Thane comprobó que el líquido penetrara en su brazo a través de la intravenosa. Después intentó darle la vuelta para poder sujetar sus brazos a los barrotes.

Los ojos de Appleton se abrieron.

Agarró la manga del traje hermético de Thane.

—¿Qué estás haciendo? —preguntó—. ¿Qué me estás haciendo?

Ella liberó su brazo de la presa con la mayor delicadeza posible.

—Soy Michaela, Bryan. Voy a darte tu medicina.

Appleton se incorporó en la cama.

—¡No quiero ninguna puta medicina!

Tenía los ojos desorbitados. Los pitidos del monitor que había al lado de la cama se aceleraron. Su corazón latía a ciento ochenta pulsaciones por minuto.

—Has de acostarte, Bryan —dijo Thane. Era un hombre grande, pero se las había tenido con peores. Inclinó su peso sobre la cama. ¿Estaría sufriendo una reacción alérgica a los anticuerpos? ¿Eran la ira y la tensión causadas por el VIF lo que provocaba la taquicardia? En cualquier caso, tenía que calmarlo—. Acuéstate un momento e intenta relajarte, por favor.

Appleton lanzó todo su peso y la catapultó por encima de la mesita de noche.

—¡No me toques, joder! —gritó, mientras ella caía al suelo.

Thane notó que un feo cardenal estaba creciendo en su frente, pero también sabía que sólo tenía unos segundos para levantarse. Se puso en pie temblorosa y echó un vistazo a la tensión arterial de Appleton: 50/30.

Estaba sufriendo una reacción anafiláctica.

Necesitaba una inyección de epinefrina. Pero ya se estaba arrancando los tubos. Sería imposible acercarse lo suficiente.

—Por favor, Bryan —suplicó—. Estás sufriendo una reacción al fármaco. Has de dejar que te dé algo.

—¡Me estás envenenando! —chilló el hombre, al tiempo que bajaba los pies al suelo y se encaminaba hacia ella—. ¡Te mataré, zorra!

Thane rodeó la cama a toda prisa y corrió hacia la puerta. Los gritos de Bryan resonaban en el pasillo, y los demás pacientes no tardaron en precipitarse hacia sus puertas, golpeándolas y gritando que los liberaran.

Thane huyó hacia la escalera. Tenía que salir de allí. Su traje hermético la estaba asfixiando cuando llegó al tercer piso, donde casi arrolló a un hombre con bata de hospital parado en lo alto. Era Mariano Kuperschmidt, el guardia de seguridad que había vigilado la habitación de Volcy durante días. Una oleada de tristeza asaltó a Thane. El hombre había pasado años intentando protegerse de las enfermedades con mascarillas. Pero no se había protegido los ojos.

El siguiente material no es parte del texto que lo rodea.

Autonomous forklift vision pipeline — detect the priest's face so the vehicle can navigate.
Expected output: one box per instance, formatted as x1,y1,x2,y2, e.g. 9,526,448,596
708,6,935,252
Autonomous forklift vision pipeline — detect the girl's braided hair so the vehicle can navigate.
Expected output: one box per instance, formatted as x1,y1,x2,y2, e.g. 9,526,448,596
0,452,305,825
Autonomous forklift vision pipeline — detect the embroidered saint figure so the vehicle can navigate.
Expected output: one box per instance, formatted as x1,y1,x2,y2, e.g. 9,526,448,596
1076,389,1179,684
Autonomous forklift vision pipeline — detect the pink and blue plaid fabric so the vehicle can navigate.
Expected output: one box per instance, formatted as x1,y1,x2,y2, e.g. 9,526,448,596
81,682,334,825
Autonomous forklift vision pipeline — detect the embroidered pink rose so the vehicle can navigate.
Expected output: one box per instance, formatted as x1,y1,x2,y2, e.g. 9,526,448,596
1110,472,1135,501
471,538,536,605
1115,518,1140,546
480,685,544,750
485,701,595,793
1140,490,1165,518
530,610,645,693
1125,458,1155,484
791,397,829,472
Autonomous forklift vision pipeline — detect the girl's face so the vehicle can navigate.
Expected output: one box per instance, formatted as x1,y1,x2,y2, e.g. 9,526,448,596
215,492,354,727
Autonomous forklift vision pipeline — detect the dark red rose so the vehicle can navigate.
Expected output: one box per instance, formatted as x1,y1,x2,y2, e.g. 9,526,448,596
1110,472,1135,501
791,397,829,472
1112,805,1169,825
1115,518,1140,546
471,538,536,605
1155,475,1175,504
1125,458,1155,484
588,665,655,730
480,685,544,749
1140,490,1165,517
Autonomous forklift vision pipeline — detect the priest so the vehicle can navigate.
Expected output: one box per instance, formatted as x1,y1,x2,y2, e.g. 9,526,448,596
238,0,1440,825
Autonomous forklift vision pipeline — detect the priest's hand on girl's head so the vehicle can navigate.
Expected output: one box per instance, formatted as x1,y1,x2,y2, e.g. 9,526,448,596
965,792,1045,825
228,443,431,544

—Aléjese de mi mujer —gritó. Estaba enfermo y, sin la menor duda, sufría alucinaciones.

Thane retrocedió.

—Todo va bien, Mariano —dijo—. Soy Michaela Thane.

El hombre lanzó un gruñido, agarró la tela de nailon del traje hermético y la arrojó escaleras abajo. El cuello de Thane ya estaba roto cuando aterrizó en el rellano de abajo.